Wer in den vergangenen Tagen in Feld und Flur unterwegs gewesen ist, hat vielleicht einen Landwirt bei der Bodenbearbeitung beobachtet. Wegen der anhaltenden Trockenheit wirbelt das große Staubwolken auf. „Im Moment ist es wirklich sehr trocken“, berichtet Malin Krieg, Pressesprecherin des Kreisbauernverbands Fulda-Hünfeld. Sie bezeichnet die Situation als „kritisch“ für die Landwirte: „Die unteren Bodenschichten sind zwar feucht, aber die oberen Zentimeter sind völlig ausgetrocknet.“ 

Das hat Folgen: „Die Kulturen, die im Frühjahr gesät worden sind – Mais, Erbsen, Braugerste zum Beispiel – sind zwar zum Teil aufgegangen. Doch die Pflänzchen sind noch so klein und haben noch keine voll entwickelten Wurzeln, sodass sie kaum Chance haben, ordentlich zu wachsen“, sagt Malin Krieg.

Probleme in Grünland- und Milchviehbetrieben

Die Kulturen, die schon im Herbst gesät worden sind, zum Beispiel Wintergerste, haben kaum einen Vorteil: „Ihre Wurzeln sind zwar lang genug, sie kommen an tiefer gelagertes Wasser heran, doch wenn die obere Bodenschicht so hart ist, können die Pflanzen abreißen“, sagt sie. 

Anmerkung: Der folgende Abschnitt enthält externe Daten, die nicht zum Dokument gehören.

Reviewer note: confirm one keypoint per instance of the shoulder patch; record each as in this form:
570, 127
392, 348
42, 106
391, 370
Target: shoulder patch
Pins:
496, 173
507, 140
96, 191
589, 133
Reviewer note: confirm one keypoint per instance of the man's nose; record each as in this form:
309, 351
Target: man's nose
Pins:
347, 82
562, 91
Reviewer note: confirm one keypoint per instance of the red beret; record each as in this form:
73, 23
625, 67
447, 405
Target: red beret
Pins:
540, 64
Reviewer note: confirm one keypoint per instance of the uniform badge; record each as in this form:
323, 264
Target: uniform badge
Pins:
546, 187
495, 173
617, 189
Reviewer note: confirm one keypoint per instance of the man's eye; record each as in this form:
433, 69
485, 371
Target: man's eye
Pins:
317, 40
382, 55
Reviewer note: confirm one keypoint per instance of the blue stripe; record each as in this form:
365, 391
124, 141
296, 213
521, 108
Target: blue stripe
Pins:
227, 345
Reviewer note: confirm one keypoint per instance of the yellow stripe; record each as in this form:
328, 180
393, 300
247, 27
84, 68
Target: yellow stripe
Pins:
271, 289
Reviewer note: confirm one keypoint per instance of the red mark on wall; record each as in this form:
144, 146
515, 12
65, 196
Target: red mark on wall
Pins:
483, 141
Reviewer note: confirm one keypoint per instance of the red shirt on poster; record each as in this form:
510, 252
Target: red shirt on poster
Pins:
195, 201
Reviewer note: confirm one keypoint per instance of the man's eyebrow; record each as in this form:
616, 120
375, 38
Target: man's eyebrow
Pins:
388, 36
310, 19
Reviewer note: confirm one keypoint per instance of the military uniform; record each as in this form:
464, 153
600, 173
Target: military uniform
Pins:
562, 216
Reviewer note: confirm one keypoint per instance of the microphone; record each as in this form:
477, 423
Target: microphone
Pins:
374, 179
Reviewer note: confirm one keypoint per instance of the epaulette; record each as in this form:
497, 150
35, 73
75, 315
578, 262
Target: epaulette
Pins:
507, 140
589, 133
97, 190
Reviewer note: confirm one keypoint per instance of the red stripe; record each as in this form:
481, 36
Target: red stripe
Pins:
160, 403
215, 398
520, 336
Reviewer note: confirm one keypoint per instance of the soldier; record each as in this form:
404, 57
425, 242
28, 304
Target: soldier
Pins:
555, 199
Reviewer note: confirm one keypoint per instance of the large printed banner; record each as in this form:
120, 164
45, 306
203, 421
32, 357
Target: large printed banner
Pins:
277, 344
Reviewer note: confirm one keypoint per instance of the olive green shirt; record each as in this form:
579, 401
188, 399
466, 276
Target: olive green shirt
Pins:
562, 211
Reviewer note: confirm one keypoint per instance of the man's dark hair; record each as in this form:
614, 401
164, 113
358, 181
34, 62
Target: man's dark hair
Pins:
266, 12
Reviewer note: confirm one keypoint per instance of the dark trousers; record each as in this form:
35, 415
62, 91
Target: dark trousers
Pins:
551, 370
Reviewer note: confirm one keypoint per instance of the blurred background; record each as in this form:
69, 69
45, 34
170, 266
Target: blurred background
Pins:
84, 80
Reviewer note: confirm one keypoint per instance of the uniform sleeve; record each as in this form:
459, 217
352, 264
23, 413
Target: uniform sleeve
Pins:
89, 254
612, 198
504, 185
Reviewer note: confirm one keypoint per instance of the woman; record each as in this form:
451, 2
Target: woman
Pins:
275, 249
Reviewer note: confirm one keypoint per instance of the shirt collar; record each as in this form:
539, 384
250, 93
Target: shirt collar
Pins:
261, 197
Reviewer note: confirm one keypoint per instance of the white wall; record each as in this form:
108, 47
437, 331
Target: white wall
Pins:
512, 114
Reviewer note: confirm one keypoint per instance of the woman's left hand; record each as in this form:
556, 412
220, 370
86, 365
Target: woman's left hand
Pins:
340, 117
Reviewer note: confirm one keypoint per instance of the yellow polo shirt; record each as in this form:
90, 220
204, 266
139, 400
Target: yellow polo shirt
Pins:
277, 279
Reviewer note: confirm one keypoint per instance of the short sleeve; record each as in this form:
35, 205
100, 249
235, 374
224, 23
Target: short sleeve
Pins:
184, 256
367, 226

Die anhaltende Trockenheit bekommen derzeit vor allem Grünland- und Milchviehbetriebe zu spüren. „Sie würden Anfang Mai das erste Gras mähen, um es zum Beispiel als Futter für Kühe zu lagern“, sagt Krieg. Doch vielerorts ist kaum Gras gewachsen. „Dabei ist der erste Schnitt im Jahr von der Qualität und der Menge her der beste“, erklärt sie. „Im vergangenen Jahr war die Grasernte einigermaßen gut. Es ist zu hoffen, dass die Betriebe daher noch Reserven haben. Doch wenn das Futter fehlt, muss zugekauft werden.“

Björn Döppner betreibt mit seinem Vater und der Familie einen Ferkelerzeugerbetrieb in Bimbach. Das bedeutet: Die Döppners halten 500 Muttersauen in Stallhaltung. Deren Ferkel bleiben bis zu einem Gewicht von etwa 30 Kilo im Betrieb, danach werden sie an regionale Mäster verkauft. Das Wohl der Tiere liegt der Familie sehr am Herzen – das Futter für ihre Tiere erzeugt sie deshalb selbst. „Wir bewirtschaften 190 Hektar Ackerbau“, sagt der 35-Jährige: Wintergerste, Winterweizen, Winterraps, Sommergerste, Triticale – eine Mischung zwischen Roggen und Weizen – sowie ein kleiner Teil Mais. Das Getreide wird dann direkt im Betrieb weiterverarbeitet.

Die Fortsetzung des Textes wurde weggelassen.